Related: 10 Common Mistakes New Big Wall Climbers Make
The other great part of that climb was that my parents were in El Cap Meadow watching the whole time, terrified, in lawn chairs. It was just like middle school parents on the sidelines of a soccer game, but different.
Doing the first Girdle Traverse on El Cap with Mark Melvin, one of my climbing mentors and business mentors, was definitely my favorite FA. It’s a 75-pitch route that I think covers 2.5 miles of climbing, rappelling and swinging.
For BASE, there were a lot of new exits I did in the U.S. solo. Those were pretty powerful. There’s nothing quite like jumping off something that nobody has ever done, alone. Then landing, alone, and having hours to yourself to take it all in. I can’t imagine anything more intense than that.
Tell us about a not-so-proud moment in your climbing/BASE career.
In Baffin I jumped with someone who died. That became the beginning of the end of BASE jumping for me. It was a very heads-up jump at the time. I’d found the exit the previous day jumping solo. I’ll always wish I had just kept it to myself and not gone back with others.
Related: When (Not) to Jump—An Interview with Steph Davis
What is one piece of gear that impacted your climbing style, efficiency, or comfort level?
Easy: aliens. Those cams made by CCH changed everything in big wall climbing. Finally, after 15 years, all the other manufacturers are matching and improving the design. But for a long time, Aliens were the only cam in the smaller sizes you carried on walls. They made clean climbing so so much more safe and secure.
If you could give one piece of advice to a beginner climber, what would it be?
Find a badass mentor. I got to advance years, maybe even a decade, by meeting Mark Melvin early in my climbing career. He took me up El Cap when I was 15 after I had only been climbing for six months—almost exclusively in a gym. I became addicted to El Cap and my life’s course was set. Every other major positive direction in BASE, climbing, and business has been accompanied by super-talented mentors who were also just great people. I’ve found that when you surround yourself with great people in life, everything else generally takes care of itself.

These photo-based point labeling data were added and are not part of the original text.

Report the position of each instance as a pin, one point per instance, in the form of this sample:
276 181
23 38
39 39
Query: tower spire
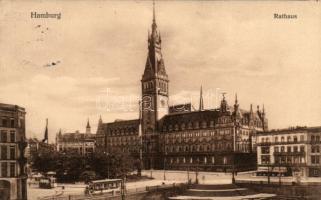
88 128
154 18
201 106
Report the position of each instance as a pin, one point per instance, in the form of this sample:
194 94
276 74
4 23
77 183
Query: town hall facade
177 137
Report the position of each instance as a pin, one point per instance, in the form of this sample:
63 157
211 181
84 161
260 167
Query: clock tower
154 83
154 98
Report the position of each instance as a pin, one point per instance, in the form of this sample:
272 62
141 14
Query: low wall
305 191
182 176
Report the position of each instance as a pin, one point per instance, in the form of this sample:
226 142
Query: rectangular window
315 159
265 150
295 149
4 169
312 138
4 123
301 148
288 149
282 148
301 138
4 152
12 153
12 123
12 136
3 136
12 169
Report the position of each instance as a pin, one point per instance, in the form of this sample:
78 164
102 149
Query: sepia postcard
163 100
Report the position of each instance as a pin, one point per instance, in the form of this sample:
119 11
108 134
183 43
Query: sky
99 49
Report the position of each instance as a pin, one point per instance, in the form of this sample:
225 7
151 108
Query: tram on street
47 182
104 186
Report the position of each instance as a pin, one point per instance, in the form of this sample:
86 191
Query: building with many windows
12 145
174 138
291 152
81 143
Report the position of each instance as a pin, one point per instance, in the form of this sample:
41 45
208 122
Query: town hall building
177 137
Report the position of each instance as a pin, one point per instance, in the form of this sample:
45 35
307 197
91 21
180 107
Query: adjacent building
175 137
12 145
290 152
81 143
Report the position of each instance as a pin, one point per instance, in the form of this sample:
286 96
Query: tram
104 186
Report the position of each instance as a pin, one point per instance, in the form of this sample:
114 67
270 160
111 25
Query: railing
298 153
106 196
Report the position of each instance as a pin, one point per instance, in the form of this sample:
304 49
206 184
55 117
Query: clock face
147 102
163 103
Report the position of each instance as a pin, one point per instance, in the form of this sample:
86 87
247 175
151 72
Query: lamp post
22 162
196 172
164 161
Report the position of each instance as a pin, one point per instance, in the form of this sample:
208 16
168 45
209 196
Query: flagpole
47 131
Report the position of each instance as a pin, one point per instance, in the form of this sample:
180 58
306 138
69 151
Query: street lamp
164 162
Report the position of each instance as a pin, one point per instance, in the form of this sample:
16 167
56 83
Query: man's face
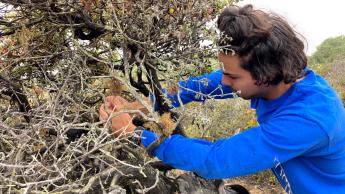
238 78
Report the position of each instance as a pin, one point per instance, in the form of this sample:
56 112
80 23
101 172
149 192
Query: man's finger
103 115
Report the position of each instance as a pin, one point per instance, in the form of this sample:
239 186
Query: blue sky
315 20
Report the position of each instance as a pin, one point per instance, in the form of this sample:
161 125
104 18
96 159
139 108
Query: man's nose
225 81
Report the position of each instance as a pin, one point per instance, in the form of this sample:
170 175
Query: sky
315 20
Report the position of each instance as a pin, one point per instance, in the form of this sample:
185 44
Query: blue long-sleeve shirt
301 137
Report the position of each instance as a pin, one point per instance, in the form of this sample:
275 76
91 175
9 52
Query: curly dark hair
267 45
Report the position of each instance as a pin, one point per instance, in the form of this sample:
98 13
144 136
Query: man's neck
275 91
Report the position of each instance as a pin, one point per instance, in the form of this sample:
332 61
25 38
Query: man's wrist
147 138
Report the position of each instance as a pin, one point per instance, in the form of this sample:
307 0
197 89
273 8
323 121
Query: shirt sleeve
253 150
201 88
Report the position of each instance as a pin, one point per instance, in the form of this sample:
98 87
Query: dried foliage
58 61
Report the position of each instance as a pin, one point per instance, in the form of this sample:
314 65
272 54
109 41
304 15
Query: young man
301 132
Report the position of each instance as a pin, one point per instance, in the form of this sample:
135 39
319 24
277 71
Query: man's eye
232 77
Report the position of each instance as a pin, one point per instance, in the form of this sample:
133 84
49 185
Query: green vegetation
329 50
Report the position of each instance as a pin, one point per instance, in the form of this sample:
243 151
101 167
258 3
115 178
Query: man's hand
122 123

What are your goals/projects for 2016?
I’m going to climb El Cap with a rack and haul bag that weigh half of what my rack did in the 90s. This is thanks to new gear, especially the carbon fiber portaledge. I’d like to document it and show people how they can climb El Cap faster and cleaner while having more fun.

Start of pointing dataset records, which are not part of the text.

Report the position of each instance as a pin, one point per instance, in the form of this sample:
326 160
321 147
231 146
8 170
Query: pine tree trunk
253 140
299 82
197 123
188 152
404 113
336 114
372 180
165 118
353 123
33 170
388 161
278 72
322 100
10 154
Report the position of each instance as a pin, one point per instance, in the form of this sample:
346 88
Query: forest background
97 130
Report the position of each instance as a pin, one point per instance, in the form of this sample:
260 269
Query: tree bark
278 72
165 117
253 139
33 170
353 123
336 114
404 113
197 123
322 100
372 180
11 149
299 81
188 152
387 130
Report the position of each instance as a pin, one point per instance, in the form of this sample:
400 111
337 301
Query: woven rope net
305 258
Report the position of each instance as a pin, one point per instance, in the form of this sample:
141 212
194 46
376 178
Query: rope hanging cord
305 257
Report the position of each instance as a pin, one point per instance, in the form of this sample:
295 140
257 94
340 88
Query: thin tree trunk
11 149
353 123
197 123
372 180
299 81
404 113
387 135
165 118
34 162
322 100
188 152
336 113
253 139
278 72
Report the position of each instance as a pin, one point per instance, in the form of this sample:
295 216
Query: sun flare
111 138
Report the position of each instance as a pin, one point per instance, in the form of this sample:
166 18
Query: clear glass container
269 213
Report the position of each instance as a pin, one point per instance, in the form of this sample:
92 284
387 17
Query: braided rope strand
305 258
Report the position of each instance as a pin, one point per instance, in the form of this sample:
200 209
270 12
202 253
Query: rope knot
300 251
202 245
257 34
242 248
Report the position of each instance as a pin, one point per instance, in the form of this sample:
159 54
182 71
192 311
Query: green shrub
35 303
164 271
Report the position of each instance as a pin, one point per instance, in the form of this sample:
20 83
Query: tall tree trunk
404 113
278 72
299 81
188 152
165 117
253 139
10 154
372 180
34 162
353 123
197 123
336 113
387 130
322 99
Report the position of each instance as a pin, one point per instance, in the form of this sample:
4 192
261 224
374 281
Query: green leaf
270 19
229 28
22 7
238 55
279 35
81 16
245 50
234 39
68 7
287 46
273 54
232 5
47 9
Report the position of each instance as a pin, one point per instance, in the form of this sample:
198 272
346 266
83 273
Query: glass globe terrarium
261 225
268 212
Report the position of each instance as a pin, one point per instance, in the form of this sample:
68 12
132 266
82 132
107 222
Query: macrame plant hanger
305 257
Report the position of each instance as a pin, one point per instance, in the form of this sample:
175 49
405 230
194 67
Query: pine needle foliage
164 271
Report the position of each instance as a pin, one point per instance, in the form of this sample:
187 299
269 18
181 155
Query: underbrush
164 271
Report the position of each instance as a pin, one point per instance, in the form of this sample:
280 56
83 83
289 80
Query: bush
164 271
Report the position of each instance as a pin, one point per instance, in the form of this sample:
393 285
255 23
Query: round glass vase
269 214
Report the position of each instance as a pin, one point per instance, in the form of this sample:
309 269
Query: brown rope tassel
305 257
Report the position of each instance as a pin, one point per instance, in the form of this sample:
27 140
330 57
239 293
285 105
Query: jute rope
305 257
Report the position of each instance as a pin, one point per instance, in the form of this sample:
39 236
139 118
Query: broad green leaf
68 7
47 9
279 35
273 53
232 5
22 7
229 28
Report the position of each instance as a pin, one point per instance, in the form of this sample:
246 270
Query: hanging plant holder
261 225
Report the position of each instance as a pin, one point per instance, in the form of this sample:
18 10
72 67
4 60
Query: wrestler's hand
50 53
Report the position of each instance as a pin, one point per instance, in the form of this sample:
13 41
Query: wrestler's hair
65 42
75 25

One reason I quit BASE is that it was mostly a selfish sport. I’ve become much more interested in building community. I think it’s a better road to happiness. I want my home base, South Lake Tahoe, to become the best mountain community it can be. I’ve been meeting more people who feel the same way and it’s exciting to collaborate on something a lot bigger than myself.
For example, there is potential for a single track trail that could go all the way around the lake. There are more and more mountain adventure events that bring people together (sometimes while wearing ridiculous costumes). And I’m trying to bring more cool jobs to the area, which from everything I’ve read by Ed Glaeser and Tony Hsieh, is key to building enduring communities. I’m hoping to create 5-10 [jobs] this year and we’ll see where that leads.
Anything else you’d like to tell us?
Stop on by if you are ever in South Lake Tahoe (right now at 1048 Ski Run and at the end of the year 1111 Ski Run). We have free OutdoorGearLab stickers, free SuperTopo 2nds books and maybe even a free beer!
A huge thank you to Chris for taking the time to share his insight and advice with us when it comes to climbing and life! We wish you the best of luck in all of your adventure and business endeavors!